Questions could go to Averill, Barton or human resources, the letter explained — “unless, of course, the question is too personal.” Symantec hired counselors to talk with employees who had concerns.
Some co-workers came to hug Averill as soon as they received the email. Averill’s teammates corrected co-workers who called him “she.”
“Everyone has that movie reel in their head of all times past they’ve interacted with you,” Averill said. “If that movie reel is one name and gender, it’s going to take a while to transition to a different name and gender.”
The biggest hurdle was the bathroom. Some companies, including Symantec, have policies that allow employees to use whatever restroom corresponds with their gender identity. Earlier this summer, the U.S. Department of Labor’s Occupational Safety and Health Administration urged all employers to adopt similar policies or risk creating unsafe spaces for transgender employees.
Initially, Averill continued using the women’s restroom. As he began to grow facial hair and his voice deepened, co-workers began asking when he would switch.
Averill thought he would begin using the men’s room when he could fully pass as male. He wasn’t sure when that would be, so he stopped using the bathroom all together at work.
Then, a male co-worker offered to protect him.

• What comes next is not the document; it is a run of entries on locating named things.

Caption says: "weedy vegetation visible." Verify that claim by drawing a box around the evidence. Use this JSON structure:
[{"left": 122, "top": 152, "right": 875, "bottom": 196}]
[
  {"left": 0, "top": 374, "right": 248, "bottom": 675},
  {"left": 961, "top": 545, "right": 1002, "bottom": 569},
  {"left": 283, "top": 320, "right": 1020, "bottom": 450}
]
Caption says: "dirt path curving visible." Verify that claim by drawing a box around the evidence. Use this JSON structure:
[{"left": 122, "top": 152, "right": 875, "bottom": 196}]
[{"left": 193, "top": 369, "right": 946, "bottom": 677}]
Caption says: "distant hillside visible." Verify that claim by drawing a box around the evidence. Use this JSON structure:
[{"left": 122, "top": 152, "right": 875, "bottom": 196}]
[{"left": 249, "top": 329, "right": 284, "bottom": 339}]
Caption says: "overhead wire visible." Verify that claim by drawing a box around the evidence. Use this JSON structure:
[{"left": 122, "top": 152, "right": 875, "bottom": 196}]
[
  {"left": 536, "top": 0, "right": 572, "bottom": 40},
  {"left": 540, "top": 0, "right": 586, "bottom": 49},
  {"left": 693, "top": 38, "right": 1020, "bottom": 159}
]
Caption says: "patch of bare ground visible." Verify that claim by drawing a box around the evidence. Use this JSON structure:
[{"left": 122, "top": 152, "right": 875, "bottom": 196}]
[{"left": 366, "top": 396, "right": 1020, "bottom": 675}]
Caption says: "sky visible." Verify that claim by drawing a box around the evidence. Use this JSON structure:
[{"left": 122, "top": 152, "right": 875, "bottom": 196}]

“He said, `If you’d like to have a buddy, somebody to just make sure you’re safe, I’ll be that guy,” Averill said.
Eventually, the questions subsided. Barton moved on to a job at the Eugene Water & Electric Board. Averill became just another nerdy guy who keeps toys and cartoon drawings in his cubicle.

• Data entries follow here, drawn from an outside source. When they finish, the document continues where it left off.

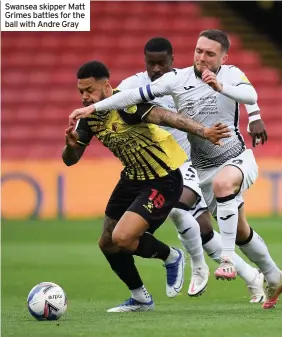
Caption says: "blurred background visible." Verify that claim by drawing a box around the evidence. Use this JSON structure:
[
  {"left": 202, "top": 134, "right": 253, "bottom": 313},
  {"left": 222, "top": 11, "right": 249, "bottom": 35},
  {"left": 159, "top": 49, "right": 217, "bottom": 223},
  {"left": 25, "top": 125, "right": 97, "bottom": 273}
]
[{"left": 1, "top": 1, "right": 282, "bottom": 219}]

Neither man wrote down what they had done to help Averill transition. Neither thought Symantec would need a guide for how to handle the process in the future.
“I was young and ignorant,” Barton said.
Earlier this year, a Symantec remote product specialist called Averill, now a training czar for the company’s Endpoint Protection antivirus software. The employee wanted to transition to male and had searched for Symantec’s policy on the process. He found nothing.
So Averill started from scratch again.
The second employee’s email went out earlier this summer. Averill began working on an official policy, a checklist HR workers can post on Symantec’s internal website.
“Most places work off of tribal knowledge, what’s happened before, and they send you to those people for reference,” Averill said. “Someone else will transition someday. If you require them to recreate the wheel, it’s going to be a big headache for everyone.”